Unlike my parenting it has take several failed attempts to arrive at a basic understanding of what these plants need to survive.  Not that my parenting was stellar but I did manage to keep the humans alive.  Botany, agriculture, horticulture, sciences on the art of growing stuff, would be good education for me, I just prefer the trial and error method. Either way, there is deep satisfaction to knowing that you were able to keep something alive and sustainable by your efforts and wisdom.

However, the difference between raising children and plants is marked.  I can control the environment of my plants. I control the temperature, the light the water, the quality of the soil and even select the quality of the seeds or plants that I choose to grow.  I even get the PICK the plants I want to grow.

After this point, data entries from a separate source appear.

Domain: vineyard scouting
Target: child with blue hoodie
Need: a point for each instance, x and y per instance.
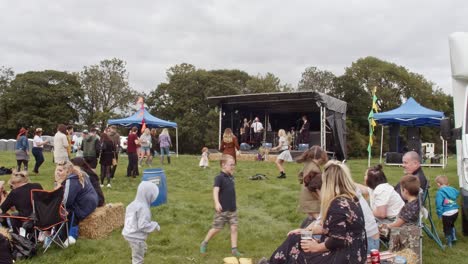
(138, 222)
(447, 207)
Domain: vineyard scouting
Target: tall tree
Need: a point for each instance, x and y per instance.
(106, 91)
(314, 79)
(6, 76)
(43, 99)
(394, 85)
(183, 99)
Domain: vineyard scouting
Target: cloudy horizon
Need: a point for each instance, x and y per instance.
(258, 37)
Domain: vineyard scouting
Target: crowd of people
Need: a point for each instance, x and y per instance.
(346, 220)
(77, 175)
(345, 225)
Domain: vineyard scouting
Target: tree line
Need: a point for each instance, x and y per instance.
(102, 91)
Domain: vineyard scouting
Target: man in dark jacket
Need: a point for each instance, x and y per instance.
(412, 166)
(115, 136)
(91, 147)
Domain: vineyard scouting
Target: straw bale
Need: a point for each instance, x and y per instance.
(103, 221)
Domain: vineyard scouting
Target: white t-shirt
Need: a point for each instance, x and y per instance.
(385, 194)
(257, 126)
(284, 143)
(37, 142)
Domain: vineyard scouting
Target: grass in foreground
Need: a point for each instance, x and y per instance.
(267, 211)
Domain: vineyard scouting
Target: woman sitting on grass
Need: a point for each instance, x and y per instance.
(80, 198)
(309, 201)
(19, 198)
(343, 237)
(385, 202)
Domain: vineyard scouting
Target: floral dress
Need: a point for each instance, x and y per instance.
(344, 235)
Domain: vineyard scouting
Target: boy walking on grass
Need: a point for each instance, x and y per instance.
(224, 196)
(447, 207)
(138, 222)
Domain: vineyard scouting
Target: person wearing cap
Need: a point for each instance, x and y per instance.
(22, 149)
(38, 147)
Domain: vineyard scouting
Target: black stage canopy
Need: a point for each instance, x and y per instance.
(287, 105)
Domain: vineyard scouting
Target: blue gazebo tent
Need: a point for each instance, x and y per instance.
(150, 121)
(410, 114)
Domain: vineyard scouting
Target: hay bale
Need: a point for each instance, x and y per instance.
(103, 221)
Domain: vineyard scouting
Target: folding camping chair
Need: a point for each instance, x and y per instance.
(50, 216)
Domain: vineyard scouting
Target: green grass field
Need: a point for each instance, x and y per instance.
(267, 211)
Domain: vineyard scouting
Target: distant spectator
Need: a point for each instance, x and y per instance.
(145, 147)
(115, 136)
(132, 141)
(22, 149)
(80, 162)
(38, 147)
(229, 144)
(107, 154)
(70, 140)
(61, 144)
(165, 143)
(91, 148)
(19, 197)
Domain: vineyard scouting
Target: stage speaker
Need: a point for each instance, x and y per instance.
(394, 157)
(394, 142)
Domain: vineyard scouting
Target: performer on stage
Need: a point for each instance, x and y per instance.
(305, 130)
(258, 130)
(245, 131)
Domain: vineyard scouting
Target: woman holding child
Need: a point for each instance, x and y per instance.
(229, 144)
(343, 236)
(385, 202)
(80, 198)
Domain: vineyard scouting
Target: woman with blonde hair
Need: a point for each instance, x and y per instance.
(343, 237)
(80, 198)
(145, 147)
(229, 144)
(164, 144)
(309, 201)
(285, 155)
(19, 197)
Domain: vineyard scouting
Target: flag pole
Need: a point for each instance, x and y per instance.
(372, 125)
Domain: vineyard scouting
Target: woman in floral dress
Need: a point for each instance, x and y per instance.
(343, 237)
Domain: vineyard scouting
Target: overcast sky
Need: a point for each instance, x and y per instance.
(281, 37)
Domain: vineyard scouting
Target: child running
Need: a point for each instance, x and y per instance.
(447, 207)
(204, 162)
(138, 222)
(224, 196)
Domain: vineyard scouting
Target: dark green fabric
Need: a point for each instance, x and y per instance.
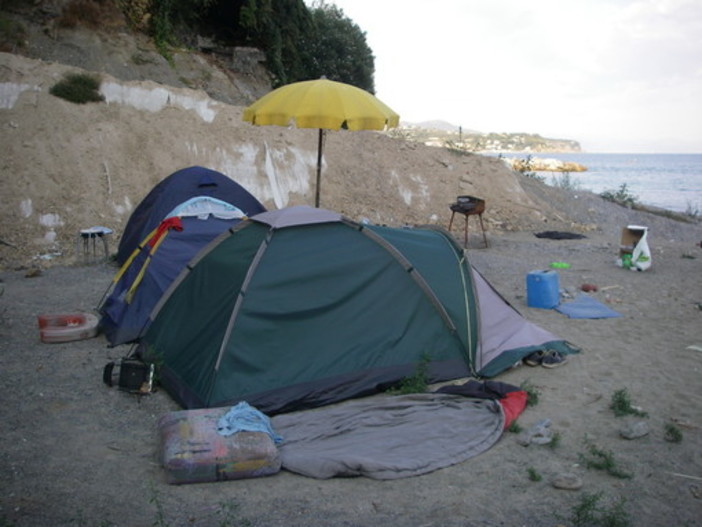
(442, 264)
(326, 305)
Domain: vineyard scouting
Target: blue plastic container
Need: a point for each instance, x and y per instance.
(542, 289)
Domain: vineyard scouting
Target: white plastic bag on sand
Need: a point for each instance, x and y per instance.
(634, 252)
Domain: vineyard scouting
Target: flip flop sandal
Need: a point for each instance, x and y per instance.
(553, 359)
(534, 359)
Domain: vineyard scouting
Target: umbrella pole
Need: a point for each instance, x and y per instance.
(319, 166)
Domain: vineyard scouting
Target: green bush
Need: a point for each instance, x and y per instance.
(621, 405)
(417, 383)
(79, 88)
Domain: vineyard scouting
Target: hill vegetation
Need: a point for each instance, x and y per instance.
(299, 42)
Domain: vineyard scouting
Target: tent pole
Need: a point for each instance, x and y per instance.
(319, 166)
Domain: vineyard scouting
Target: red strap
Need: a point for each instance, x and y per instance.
(513, 404)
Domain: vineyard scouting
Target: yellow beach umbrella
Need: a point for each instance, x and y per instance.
(323, 104)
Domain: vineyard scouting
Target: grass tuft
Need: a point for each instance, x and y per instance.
(532, 392)
(79, 88)
(621, 405)
(417, 383)
(601, 459)
(590, 512)
(673, 434)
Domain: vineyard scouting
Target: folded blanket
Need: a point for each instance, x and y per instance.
(388, 437)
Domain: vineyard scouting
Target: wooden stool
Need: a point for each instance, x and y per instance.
(92, 234)
(469, 206)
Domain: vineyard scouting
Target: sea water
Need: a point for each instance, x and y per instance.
(669, 181)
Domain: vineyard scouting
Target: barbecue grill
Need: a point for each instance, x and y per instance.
(468, 206)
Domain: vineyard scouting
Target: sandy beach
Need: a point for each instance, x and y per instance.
(75, 452)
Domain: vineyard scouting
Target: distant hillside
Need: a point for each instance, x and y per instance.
(442, 133)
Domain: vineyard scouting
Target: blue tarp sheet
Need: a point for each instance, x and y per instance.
(586, 307)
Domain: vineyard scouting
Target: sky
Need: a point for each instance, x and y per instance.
(615, 75)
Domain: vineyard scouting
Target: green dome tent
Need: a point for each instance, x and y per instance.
(300, 307)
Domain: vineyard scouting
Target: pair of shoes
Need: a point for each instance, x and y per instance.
(534, 359)
(553, 359)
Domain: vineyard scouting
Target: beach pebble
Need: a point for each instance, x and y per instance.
(567, 481)
(538, 434)
(634, 430)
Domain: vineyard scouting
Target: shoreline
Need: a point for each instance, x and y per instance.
(73, 446)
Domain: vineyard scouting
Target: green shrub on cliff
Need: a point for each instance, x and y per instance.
(79, 88)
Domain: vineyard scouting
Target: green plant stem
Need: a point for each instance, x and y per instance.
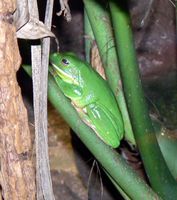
(158, 173)
(99, 23)
(111, 161)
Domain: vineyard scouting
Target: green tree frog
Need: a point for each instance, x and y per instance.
(90, 95)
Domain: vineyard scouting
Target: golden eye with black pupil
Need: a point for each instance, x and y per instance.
(65, 62)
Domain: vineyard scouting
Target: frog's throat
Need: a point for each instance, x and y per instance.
(64, 76)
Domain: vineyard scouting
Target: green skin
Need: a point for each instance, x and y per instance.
(90, 95)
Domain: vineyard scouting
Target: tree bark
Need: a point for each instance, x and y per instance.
(17, 177)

Children, however, are given to us as a mysterious blessing. We don’t get to pick the personality, nature, emotions or makeup of the children we are blessed with, even if they are adopted.  God gives them what they need and endows them with their personalities and characteristics that make the unique to all other humans on the planet.  We don’t get to fully control the affairs of the world, the environment, the social toxins and changing landscape of morality and politics in the world.  We are stewards of our children to help them navigate these complexities but we are not in control of them. And should they go “astray” we aren’t allowed to pluck them out of the dirt and repot them into new material, just because we don’t like the way they are growing.

However, the blessing of being a parent and watch children grow, mature, live into the fullness of who they  has no competition in the growing of plants.  The work is great but the personal reward for a job well done is greater.

I love my plants and am enjoying rediscovering the beauty of careful, patient applied science to watch them thrive. But I love being a mom. Thanks Emily, Alex, Brittany and Taryn for being way more fun than houseplants and for giving my heart joy.  You are an every day blessing from God to me and give me hope for a bright future.